Non è un capolavoro. E non è una boiata pazzesca. Ma forse – nel tunnel infinito della pandemia – “Don’t look up” di Adam McKay paradossalmente ci cura dalla paura della fine di Tutto.
Mio cognato Sal, che è tra le 100 persone che hanno visto più film al mondo, è entusiasta: “Film intelligentissimo e con una sceneggiatura geniale. Un’invenzione e un’idea ogni 5 minuti. Non mi divertivo così con un film americano da tantissimo tempo. Voi intellettuali italiani non sapete più divertirvi”.
Uno ci prova, a guardare Don’t look up e a non commentarlo. Ma poi ne parlano tutti. E allora parliamone.
Una dottoranda in astrofisica fragile ma ovviamente carina (Jennifer Lawrence) – vecchio fidanzato pessimo e quello nuovo così tenero – scopre, tra una fetta biscottata e l’altra, che una cometa enorme farà a pezzettini il nostro pianeta nel giro di sei mesi, il tempo di finire la dieta. Allerta il collega un po’ sbalestrato ma empatico (Leonardo DiCaprio) che a sua volta allerta le autorità astronautiche, che a loro volta allertano una sbalenghissima presidente degli Usa (una trumpiana, tremenda super Meryl Streep) che ha scelto come capo di gabinetto il suo figliolo scortesissimo.
Sulle prime madam president minimizza e allora i due scienziati vanno in tv in un programma fesso dove vengono ridicolizzati, se non che poi lo scienziato cinquantenne finisce a letto con l’anchorlady glamour (Cate Blanchett) e diventa anche lui una superstar, alla notizia finiscono per credere (quasi) tutti, la presidente allarma poi rassicura poi conia lo slogan “non guardare in su, don’t look up”, niente panico. E allora entra in scena il perfido miliardario filantropo (Mark Rylance) che organizza il contrattacco nello spazio con tecnologie improbabili e… non rovino il finale a quei tre-quattro che non l’avessero visto.
Aggiungo solo che c’è una spolverata di religione, a ricordarci – forse il momento più “umano” del film – che non dobbiamo sprecare quel po’ di amore che si riesce a mantenere caldo attorno a una tavola, parlando del modo migliore di fare il caffè (le “tranquille ma nutritive gioie familiari” le chiamava mio padre con affettuosa autoironia) perché le piccole cose di tutti i giorni ci salvano la vita.

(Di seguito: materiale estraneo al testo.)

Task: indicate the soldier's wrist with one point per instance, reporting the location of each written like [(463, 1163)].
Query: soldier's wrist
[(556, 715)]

In “Don’t look up” c’è tutto e di tutto. Troppo. Inclusa la star pop Ariana Grande nell’imitazione di se stessa. C’è un prevedibile plot catastrofico. Ci sono i dialoghi acchiappa-risata. Ci sono la presidente svampita (l’incidente fatale che le capita è puro piacere), l’americano medio eroe incorruttibile o quasi, c’è la satira dei media, della politica, del successo, del mondo interconnesso, di come siamo ridotti. La satira della satira. Una summa di film già visti: fantapolitica, fantascienza, fantaecologia, Elon Musk e Donald Trump, l’America e quindi noi. Tutto.
Ciò che manca è un guizzo che ci spiazzi, un colpo di genio che ci faccia restare a bocca aperta. Come i re magi davanti alla cometa buona. Intanto, quella cattiva ci fa quasi passare la paura del Covid.